Manie d’estate così la folla ci ruba l’anima

Fonte: La Repubblica

 

Chi non ha mai pensato almeno una volta di lasciare tutto per andarsene in un posto lontano, irraggiungibile, magari in un’isola deserta, al polo Nord, o in un qualunque paesino sperduto? Chi di noi non è mai stato attraversato dalla tentazione suprema del distacco improvviso, della fuga, del fascino della propria sparizione? Pensiero che naturalmente si intensifica in questo tempo di vacanza dove il viaggio non è affatto un’esperienza di allontanamento ma, solitamente, di ulteriore alienazione, di sprofondamento nella massa anonima della schiera felliniana dei turisti, dei villeggianti, dei bagnanti. La folla in vacanza non assomiglia alla massa compatta e ordinata descritta da Freud, ma a uno sciame. Nessun leader ne unifica il corpo, nessun Ideale condiviso la rende “squadra”. Lo sciame è variopinto, la sua struttura senza identità, socialmente trasversale, impolitica, globalizzata: il suo movimento non è rigidamente verticale ma perennemente orizzontale.

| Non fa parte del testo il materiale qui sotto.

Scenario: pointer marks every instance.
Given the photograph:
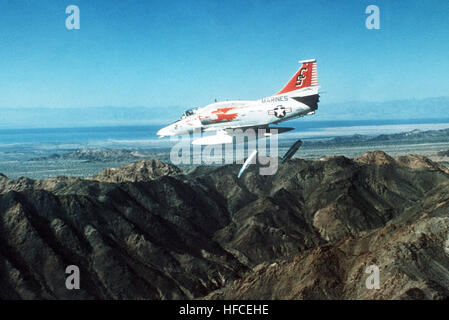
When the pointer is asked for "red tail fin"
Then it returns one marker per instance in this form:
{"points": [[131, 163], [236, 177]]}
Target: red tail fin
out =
{"points": [[305, 77]]}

Lo sciame si localizza senza un vertice definito pur essendo attratto dallo stesso miele: le spiagge, i locali, i monumenti, le montagne, i musei, le città che si devono vedere obbligatoriamente. In questo senso l’andamento dello sciame non è mai anarchico ma localizzato secondo punti luce determinati. Nella visita a un museo, per esempio, le localizzazioni dello sciame avvengono intorno alle opere universalmente riconosciute. Una nuova geografia si scrive. Lo sciame domina il territorio. È il movimento dei pellegrini ad aver reso un luogo sacro o è il luogo sacro ad aver attirato il movimento dei pellegrini?

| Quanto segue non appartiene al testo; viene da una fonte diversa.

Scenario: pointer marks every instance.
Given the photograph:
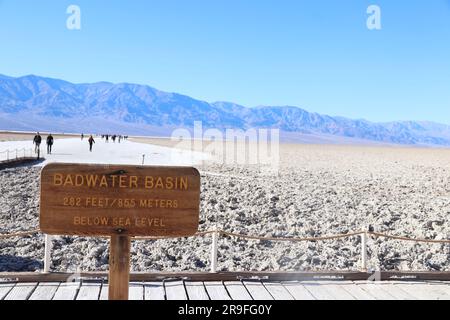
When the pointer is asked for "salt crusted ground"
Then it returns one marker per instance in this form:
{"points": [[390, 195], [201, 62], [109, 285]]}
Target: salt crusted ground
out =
{"points": [[321, 190]]}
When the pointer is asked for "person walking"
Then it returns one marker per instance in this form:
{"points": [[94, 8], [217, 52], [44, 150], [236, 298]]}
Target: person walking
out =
{"points": [[37, 142], [50, 141], [91, 142]]}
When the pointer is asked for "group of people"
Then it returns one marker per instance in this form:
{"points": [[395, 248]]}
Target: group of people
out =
{"points": [[38, 140], [113, 137]]}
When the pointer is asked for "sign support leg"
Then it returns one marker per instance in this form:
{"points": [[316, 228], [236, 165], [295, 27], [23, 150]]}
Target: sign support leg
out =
{"points": [[119, 267]]}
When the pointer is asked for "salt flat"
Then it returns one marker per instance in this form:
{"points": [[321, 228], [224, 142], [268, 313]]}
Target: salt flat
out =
{"points": [[320, 190]]}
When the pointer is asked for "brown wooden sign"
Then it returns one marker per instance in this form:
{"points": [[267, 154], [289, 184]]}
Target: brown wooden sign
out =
{"points": [[104, 200]]}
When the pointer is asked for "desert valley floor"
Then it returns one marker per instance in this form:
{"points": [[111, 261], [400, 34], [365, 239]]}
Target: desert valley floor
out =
{"points": [[320, 190]]}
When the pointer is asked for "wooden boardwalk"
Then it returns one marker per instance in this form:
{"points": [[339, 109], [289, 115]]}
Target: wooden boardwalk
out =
{"points": [[233, 290]]}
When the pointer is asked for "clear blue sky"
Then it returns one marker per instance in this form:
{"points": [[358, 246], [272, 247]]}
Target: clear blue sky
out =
{"points": [[314, 54]]}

La logica dello sciame è implacabile; traccia percorsi imperdibili, obbliga a tour frenetici, esige l’accumulazione enciclopedica di saperi impossibili da memorizzare; stravolge di fatica i suoi membri; trasfigura misticamente la pausa della vacanza in un tempo dominato da un imperativo inflessibile rispetto al quale quello kantiano appare come una pallida ombra. Il godimento dello sciame non è evidentemente nella meta che raggiunge (il miele), ma nel movimento continuo che la ricerca della meta comporta. Non siamo lontani dal modo col quale Pascal descrive la follia del divertissement nei suoi Pensieri: non si caccia per raggiungere la preda, ma solo per cacciare. Spirito di superficie che potrebbe avere in sé una sua assoluta nobiltà senonché anche la caccia non possiede alcun valore in sé ma è sempre caccia della caccia; caccia al quadrato per così dire. Lo denunciava il volto attonito e inquieto di un turista dall’aria colta che dopo aver raggiunto con fatica la sua meta (un piccolo tempio buddhista collocato in cima ad una scalinata interminabile) immediatamente, senza darsi il tempo di osservare ciò che aveva davanti a sé, rivolgendosi alla sua guida chiedeva smanioso: «E adesso? Cosa ci resta da vedere?».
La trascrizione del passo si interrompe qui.